Portman Holdings is back in the middle of downtown Atlanta’s skyline drama after its hospitality fund bought the landmark Westin Peachtree Plaza. The company says it will reposition the 73-story tower with a major renovation that it wants wrapped up before the city hosts the Super Bowl in early 2028. The cylindrical, mirrored hotel has dominated Atlanta’s skyline since 1976 and still plays a big role in the city’s convention business. The acquisition signals Portman’s renewed push to buy and upgrade full-service hotels in major U.S. markets.
What Portman bought
According to Urbanize Atlanta, Portman Hospitality Fund I acquired the Westin Peachtree Plaza, reported as a roughly 1,073-room, 73-story property, from Marriott. Marriott will stay on to operate the hotel under a long-term management agreement. Portman’s leadership has pitched the acquisition as part of a disciplined, value-creation strategy, while Marriott executives have signaled confidence in how the handoff is being handled. The deal follows Portman’s recent hotel moves, including the company’s Westin acquisition in Cincinnati last year.
A Portman homecoming
This sale also plays like a homecoming story. Architect and developer John C. Portman Jr. originally designed and developed the tower, and Portman Holdings now lists the hotel in its portfolio again. The cylindrical tower climbs about 723 feet over 73 floors, with meetings directories putting its room count at roughly 1,073 and its event space at more than 80,000 square feet, according to Northstar Meetings Group. That combination of design history and convention heft helps explain why a firm so closely tied to Peachtree Center would bring the property back into the fold.
Renovation plan and timeline
Portman officials told Urbanize Atlanta that the company is planning a “comprehensive renovation” to reposition public spaces, guest rooms and meeting facilities before Super Bowl LXII in early 2028. Company statements say the work will focus first on public areas and meeting spaces, followed by a phased refresh of guest rooms. Portman has not released a detailed floor-by-floor construction schedule. Industry watchers note that phased renovations are standard procedure for large convention hotels that have to keep the lights on while the dust is flying.

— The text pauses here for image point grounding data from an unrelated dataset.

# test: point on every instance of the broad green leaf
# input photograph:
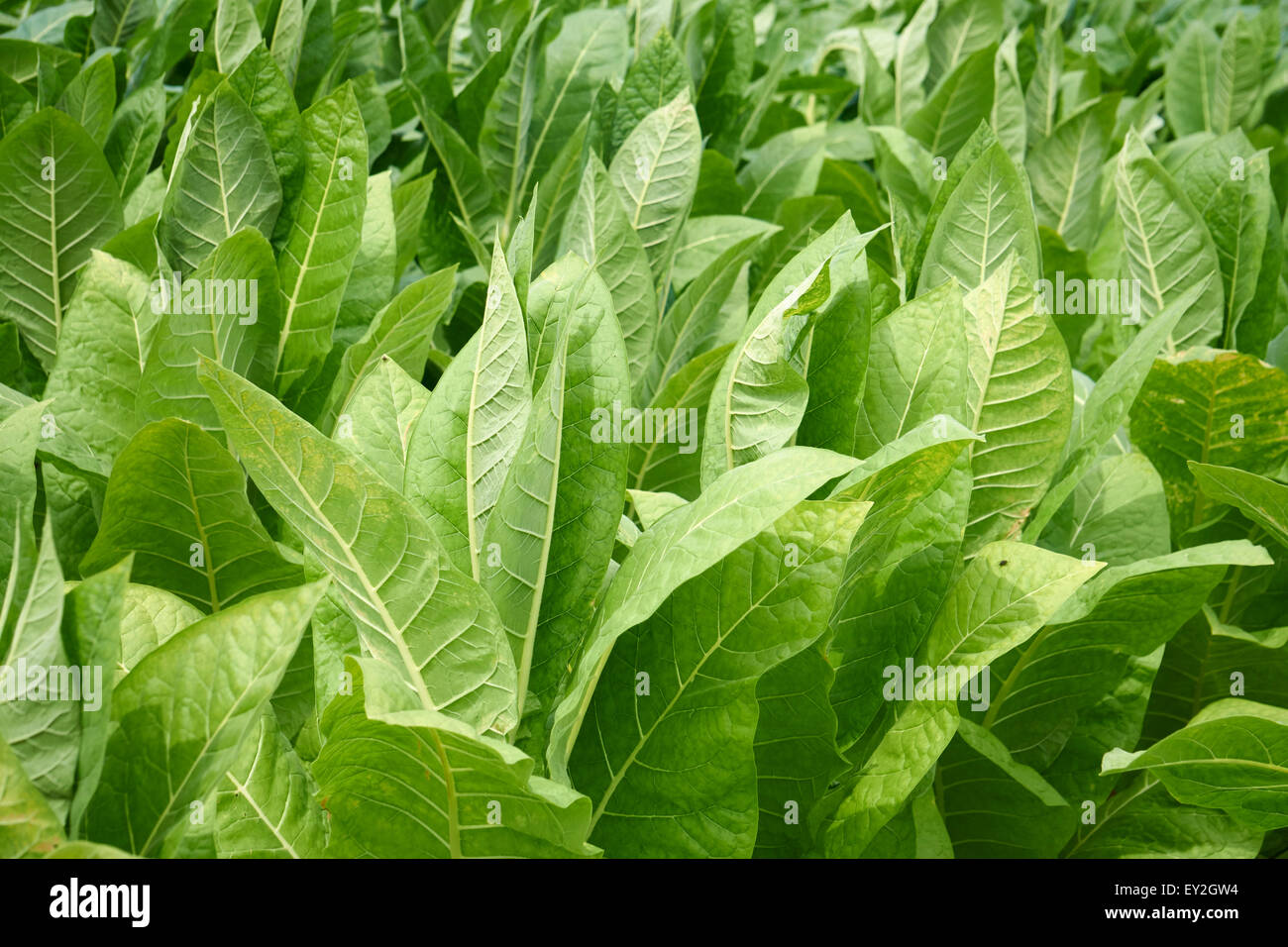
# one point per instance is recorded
(1065, 172)
(267, 805)
(402, 331)
(728, 513)
(64, 202)
(1117, 513)
(1144, 819)
(263, 86)
(90, 98)
(228, 313)
(597, 230)
(785, 166)
(314, 262)
(91, 631)
(986, 219)
(1000, 600)
(1020, 399)
(507, 119)
(1168, 249)
(912, 62)
(378, 418)
(673, 460)
(797, 754)
(464, 442)
(415, 784)
(1212, 407)
(1233, 757)
(961, 29)
(1260, 499)
(1081, 655)
(236, 33)
(656, 76)
(430, 622)
(181, 712)
(150, 617)
(698, 657)
(176, 500)
(656, 172)
(27, 825)
(522, 526)
(590, 48)
(572, 300)
(957, 106)
(1107, 407)
(134, 136)
(696, 321)
(915, 368)
(116, 21)
(223, 180)
(42, 689)
(760, 397)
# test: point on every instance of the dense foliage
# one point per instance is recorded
(674, 428)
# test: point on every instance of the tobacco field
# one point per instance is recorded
(643, 429)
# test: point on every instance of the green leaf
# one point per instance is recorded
(760, 397)
(1065, 172)
(176, 500)
(181, 712)
(91, 631)
(1260, 499)
(572, 300)
(957, 106)
(673, 460)
(40, 723)
(656, 174)
(656, 76)
(116, 21)
(696, 321)
(266, 805)
(1020, 398)
(590, 48)
(728, 513)
(236, 34)
(64, 202)
(696, 660)
(507, 118)
(597, 230)
(223, 180)
(465, 440)
(987, 218)
(1142, 818)
(1081, 655)
(90, 98)
(27, 825)
(1212, 407)
(314, 262)
(391, 573)
(1168, 249)
(402, 331)
(785, 166)
(134, 136)
(232, 318)
(1107, 408)
(1233, 757)
(404, 784)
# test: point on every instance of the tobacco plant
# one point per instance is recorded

Super Bowl and downtown demand
Atlanta is set to host Super Bowl LXII at Mercedes-Benz Stadium in February 2028, according to reporting on the NFL’s host selection, and that kind of national spotlight reliably sends hotel and meeting demand through the roof. The timeline helps explain why owners and operators are speeding up capital plans for convention-focused properties, aiming both to capture higher nightly rates and to market upgraded room blocks to corporate and group buyers. For downtown businesses and event planners, a refreshed Westin could strengthen the city’s ability to host large, contiguous groups during the game and the packed events calendar that comes with it.
What’s next
So far, Portman and Marriott have shared only a broad outline of the deal and management setup, leaving financing terms, construction phasing and detailed guest-impact plans still to come. Portman’s site highlights the hotel’s calling cards, including the Sun Dial observation restaurant and its sizable meeting inventory, but it does not yet list a renovation timeline or price tag. City officials and downtown stakeholders say they expect more clarity as Portman pins down its construction plans and submits any necessary permits.